Thursday, April 16, 2020

Hundreds of Giants Discovered in a Pennsylvania Cave: Result of a Large Battle with Indians

Hundreds of Giants Discovered in a Pennsylvania Cave

A series of mass graves of giants were found on the south shores of the Great Lakes from the Algonquins moving south out of their ancestral homes in Canada and moving south. : Mass Grave of 4,000 Men and Women Mound Builders Uncovered in Niagara County, New York

Philadelphia Times, June 27, 1885
Erie County Giants
Skeletons of Men Ten Feet High Found in Cave
   J. Porter has a farm near Northeast, not many miles from where the Lake Shore railroad crosses the New York state boundary line.  Early this week some workman in Mr. Porter's employ came upon the entrance to a cave and on entering it found heaps of human bones within.  Many skeletons were complete specimens of the find were brought to light and exhibited to the naturalist and archaeologists of the neighborhood.  They informed the wondering bystanders that the remains were unmistakably those of giants.
   The entire village of Northeast was aroused by the discovery and today hundreds of people from the city took advantage of their holiday to visit the scene.
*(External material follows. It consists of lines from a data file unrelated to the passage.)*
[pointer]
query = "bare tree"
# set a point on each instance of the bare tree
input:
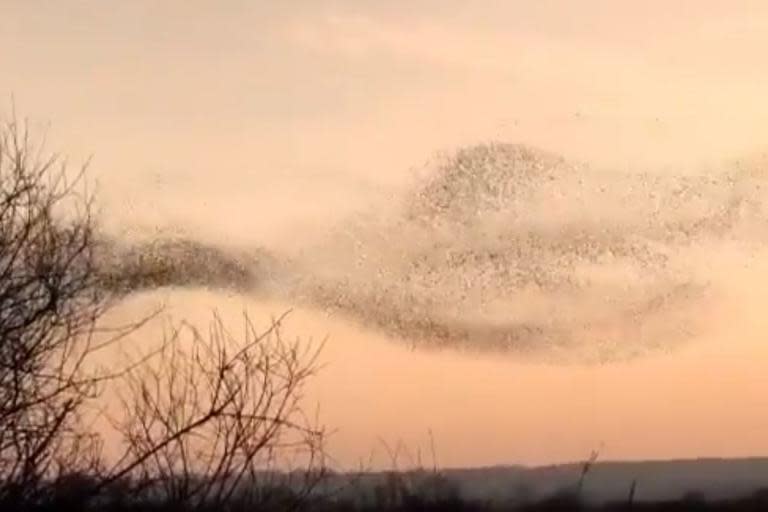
(214, 417)
(209, 415)
(49, 305)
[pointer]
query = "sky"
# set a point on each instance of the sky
(248, 122)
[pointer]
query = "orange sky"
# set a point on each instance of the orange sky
(262, 122)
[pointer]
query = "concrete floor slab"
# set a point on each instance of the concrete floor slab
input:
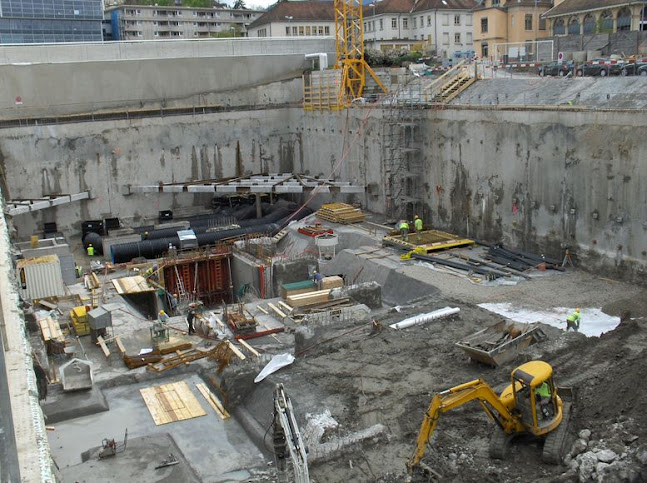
(218, 450)
(136, 463)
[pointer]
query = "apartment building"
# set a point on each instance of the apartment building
(142, 22)
(296, 19)
(36, 21)
(509, 21)
(580, 17)
(443, 26)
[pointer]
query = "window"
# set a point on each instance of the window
(574, 26)
(528, 21)
(484, 25)
(624, 19)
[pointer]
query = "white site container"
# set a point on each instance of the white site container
(40, 277)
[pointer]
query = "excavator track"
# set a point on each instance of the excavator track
(555, 441)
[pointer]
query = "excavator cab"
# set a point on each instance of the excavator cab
(535, 397)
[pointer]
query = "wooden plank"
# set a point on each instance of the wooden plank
(103, 346)
(276, 309)
(171, 402)
(236, 351)
(213, 401)
(286, 307)
(120, 345)
(249, 347)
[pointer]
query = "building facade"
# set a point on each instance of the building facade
(584, 17)
(296, 19)
(142, 22)
(38, 21)
(444, 27)
(509, 21)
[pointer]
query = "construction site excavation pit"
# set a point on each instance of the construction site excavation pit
(231, 292)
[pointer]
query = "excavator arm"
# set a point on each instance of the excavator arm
(457, 396)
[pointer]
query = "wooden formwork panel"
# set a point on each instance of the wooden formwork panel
(171, 402)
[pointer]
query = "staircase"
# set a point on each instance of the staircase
(444, 89)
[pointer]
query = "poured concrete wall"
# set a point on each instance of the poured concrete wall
(54, 80)
(540, 179)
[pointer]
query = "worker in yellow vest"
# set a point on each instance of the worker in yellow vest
(417, 223)
(404, 230)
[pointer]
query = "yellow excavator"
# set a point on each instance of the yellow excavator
(529, 405)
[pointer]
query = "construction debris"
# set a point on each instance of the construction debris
(340, 213)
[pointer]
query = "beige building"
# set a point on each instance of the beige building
(577, 17)
(509, 21)
(143, 22)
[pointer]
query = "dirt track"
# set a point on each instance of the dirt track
(389, 377)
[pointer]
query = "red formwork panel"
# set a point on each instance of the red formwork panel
(213, 282)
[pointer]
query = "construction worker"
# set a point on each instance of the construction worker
(163, 317)
(317, 278)
(189, 321)
(404, 230)
(417, 223)
(573, 321)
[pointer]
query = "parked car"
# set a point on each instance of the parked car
(642, 70)
(555, 68)
(631, 68)
(598, 67)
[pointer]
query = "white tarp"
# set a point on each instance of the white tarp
(593, 321)
(277, 362)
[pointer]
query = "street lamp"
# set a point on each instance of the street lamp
(289, 19)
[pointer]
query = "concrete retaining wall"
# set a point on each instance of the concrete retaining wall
(538, 179)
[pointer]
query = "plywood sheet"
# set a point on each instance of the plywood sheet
(171, 402)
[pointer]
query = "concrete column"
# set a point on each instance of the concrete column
(259, 208)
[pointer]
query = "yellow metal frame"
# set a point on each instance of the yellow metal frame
(349, 35)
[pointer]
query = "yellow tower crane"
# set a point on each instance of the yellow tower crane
(349, 34)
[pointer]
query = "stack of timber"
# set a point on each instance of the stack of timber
(297, 288)
(311, 298)
(340, 213)
(332, 282)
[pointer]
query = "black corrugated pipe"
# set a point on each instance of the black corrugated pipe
(125, 252)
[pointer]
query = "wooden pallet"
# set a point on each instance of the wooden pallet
(171, 402)
(180, 358)
(340, 213)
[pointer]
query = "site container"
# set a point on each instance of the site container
(40, 277)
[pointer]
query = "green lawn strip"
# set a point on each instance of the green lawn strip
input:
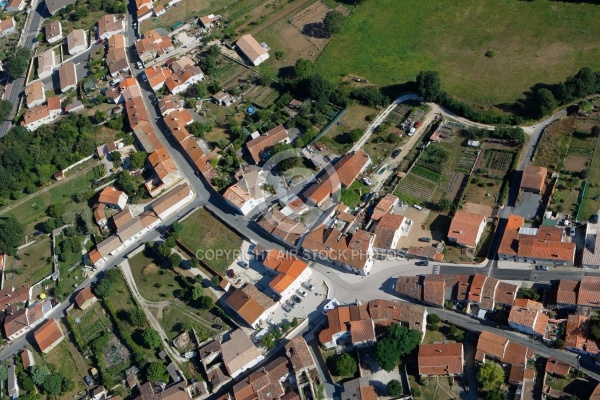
(390, 42)
(214, 242)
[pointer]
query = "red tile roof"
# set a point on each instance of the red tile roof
(465, 227)
(441, 359)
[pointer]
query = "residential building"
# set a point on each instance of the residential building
(359, 389)
(258, 145)
(389, 229)
(252, 50)
(110, 25)
(173, 201)
(543, 245)
(53, 32)
(577, 336)
(533, 179)
(529, 321)
(442, 359)
(290, 272)
(15, 5)
(209, 20)
(113, 198)
(67, 76)
(55, 5)
(116, 57)
(35, 94)
(252, 305)
(7, 26)
(46, 64)
(501, 349)
(12, 387)
(85, 298)
(77, 41)
(239, 353)
(42, 115)
(351, 251)
(466, 229)
(48, 336)
(248, 192)
(384, 206)
(341, 319)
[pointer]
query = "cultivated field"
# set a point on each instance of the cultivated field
(388, 42)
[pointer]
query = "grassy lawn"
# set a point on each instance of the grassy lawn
(390, 42)
(212, 241)
(67, 361)
(351, 196)
(35, 263)
(154, 283)
(184, 10)
(34, 209)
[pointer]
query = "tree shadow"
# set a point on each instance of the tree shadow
(315, 29)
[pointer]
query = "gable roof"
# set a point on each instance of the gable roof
(465, 227)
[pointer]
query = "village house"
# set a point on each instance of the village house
(46, 63)
(110, 25)
(442, 359)
(466, 229)
(53, 32)
(35, 94)
(252, 50)
(113, 198)
(67, 76)
(76, 41)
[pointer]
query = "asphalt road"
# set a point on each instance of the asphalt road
(30, 31)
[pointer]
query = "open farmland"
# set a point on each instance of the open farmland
(388, 42)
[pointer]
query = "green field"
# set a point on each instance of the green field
(212, 241)
(390, 41)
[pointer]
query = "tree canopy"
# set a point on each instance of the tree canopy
(398, 340)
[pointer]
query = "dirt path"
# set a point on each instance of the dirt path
(124, 266)
(278, 16)
(47, 188)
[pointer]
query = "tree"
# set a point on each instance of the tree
(5, 109)
(53, 384)
(39, 373)
(175, 259)
(137, 317)
(138, 159)
(544, 102)
(104, 288)
(12, 233)
(18, 63)
(394, 388)
(398, 340)
(156, 371)
(490, 375)
(333, 22)
(429, 85)
(345, 365)
(206, 303)
(151, 338)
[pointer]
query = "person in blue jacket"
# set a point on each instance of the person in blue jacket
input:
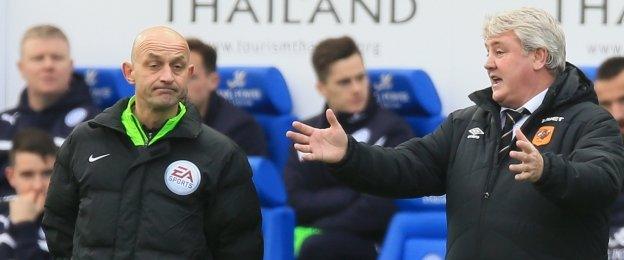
(30, 165)
(335, 221)
(55, 100)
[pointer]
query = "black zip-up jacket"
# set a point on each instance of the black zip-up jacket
(323, 202)
(58, 120)
(564, 215)
(118, 206)
(21, 241)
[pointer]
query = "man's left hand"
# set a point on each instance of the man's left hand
(532, 163)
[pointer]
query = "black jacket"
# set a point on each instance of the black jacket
(120, 206)
(490, 215)
(322, 201)
(236, 124)
(23, 240)
(58, 120)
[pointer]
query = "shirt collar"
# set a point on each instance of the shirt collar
(533, 103)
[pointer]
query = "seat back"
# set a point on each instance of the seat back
(107, 85)
(414, 235)
(278, 219)
(411, 94)
(263, 92)
(429, 203)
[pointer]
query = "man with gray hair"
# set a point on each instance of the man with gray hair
(529, 171)
(145, 179)
(55, 99)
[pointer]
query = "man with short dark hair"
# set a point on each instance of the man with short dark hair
(609, 86)
(30, 165)
(55, 100)
(529, 172)
(145, 179)
(336, 222)
(215, 110)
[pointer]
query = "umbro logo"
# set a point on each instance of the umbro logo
(474, 133)
(93, 159)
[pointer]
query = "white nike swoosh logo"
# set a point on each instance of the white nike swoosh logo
(93, 159)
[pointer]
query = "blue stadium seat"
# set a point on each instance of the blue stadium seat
(263, 92)
(590, 72)
(415, 236)
(409, 93)
(107, 85)
(429, 203)
(278, 219)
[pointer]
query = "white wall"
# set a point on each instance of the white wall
(3, 56)
(443, 37)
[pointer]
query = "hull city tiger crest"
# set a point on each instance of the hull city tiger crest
(543, 135)
(182, 177)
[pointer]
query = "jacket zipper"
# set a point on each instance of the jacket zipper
(487, 190)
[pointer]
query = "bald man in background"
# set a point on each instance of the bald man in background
(146, 180)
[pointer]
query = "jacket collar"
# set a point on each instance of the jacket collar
(188, 127)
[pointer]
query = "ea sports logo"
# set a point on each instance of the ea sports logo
(182, 177)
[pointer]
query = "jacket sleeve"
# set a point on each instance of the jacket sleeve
(591, 176)
(401, 133)
(414, 168)
(309, 203)
(233, 221)
(61, 206)
(369, 215)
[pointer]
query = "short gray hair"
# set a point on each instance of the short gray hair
(43, 31)
(536, 29)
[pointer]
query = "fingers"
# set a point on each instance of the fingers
(308, 157)
(331, 118)
(517, 168)
(298, 137)
(520, 135)
(303, 128)
(525, 146)
(520, 156)
(524, 176)
(303, 148)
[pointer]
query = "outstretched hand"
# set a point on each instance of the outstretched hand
(326, 145)
(531, 164)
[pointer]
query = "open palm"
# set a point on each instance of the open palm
(327, 145)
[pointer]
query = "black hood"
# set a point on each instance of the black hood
(570, 86)
(77, 95)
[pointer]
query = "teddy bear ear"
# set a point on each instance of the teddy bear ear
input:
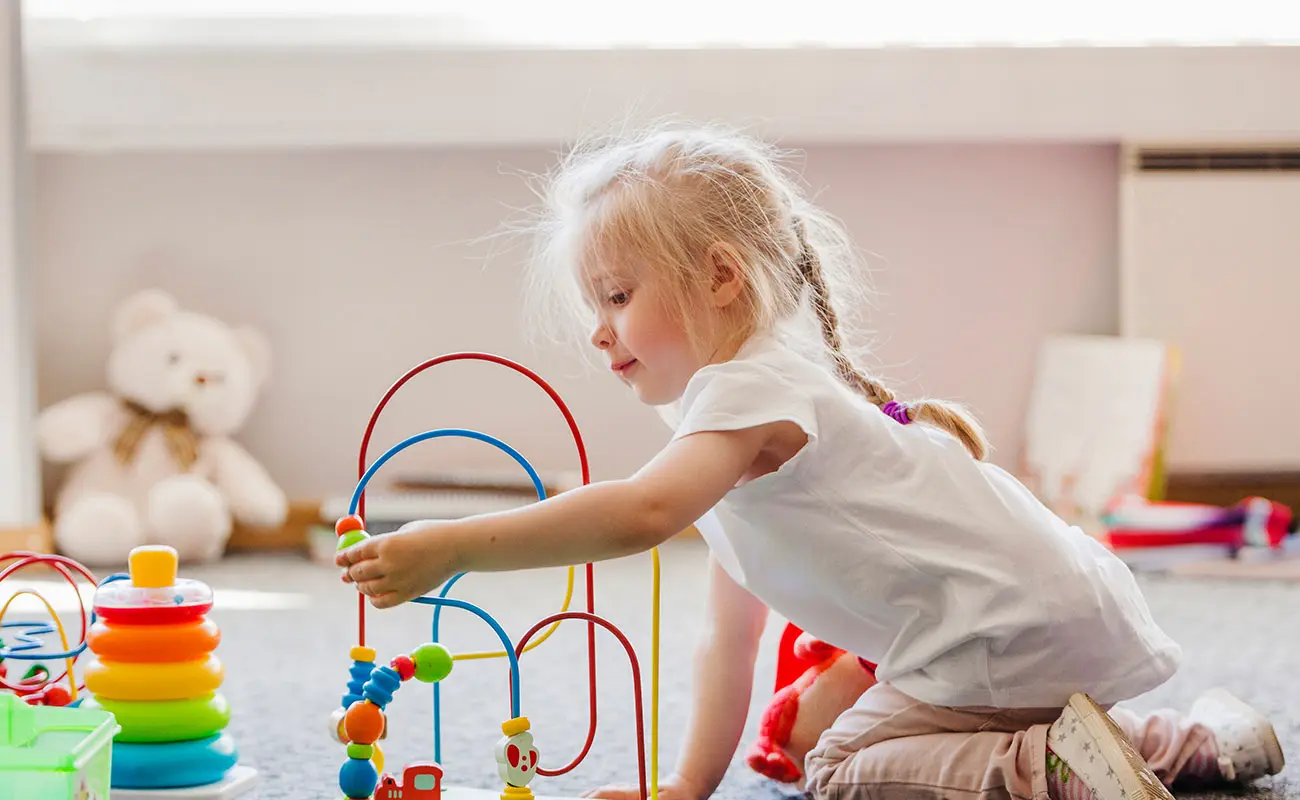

It was first conjectured that the remains were those of soldiers killed in battle with the Indians that abounded in the vicinity during the last century, but the size of the skulls and the lengths of the leg bones dispelled that theory.  So far about 150 giant skeletons of powerful proportions have been exhumed and indications point to a second cave eastward, which may contain as many more.  Scientists who have exhumed skeletons and made careful measurements of the bones that they are the remains of a race of gigantic creatures compared with which our tallest men would appear as pygmies.  There are no arrowheads, stone hatchets or other implements of war with the bodies.  Some of the bones are on exhibit at the various stores.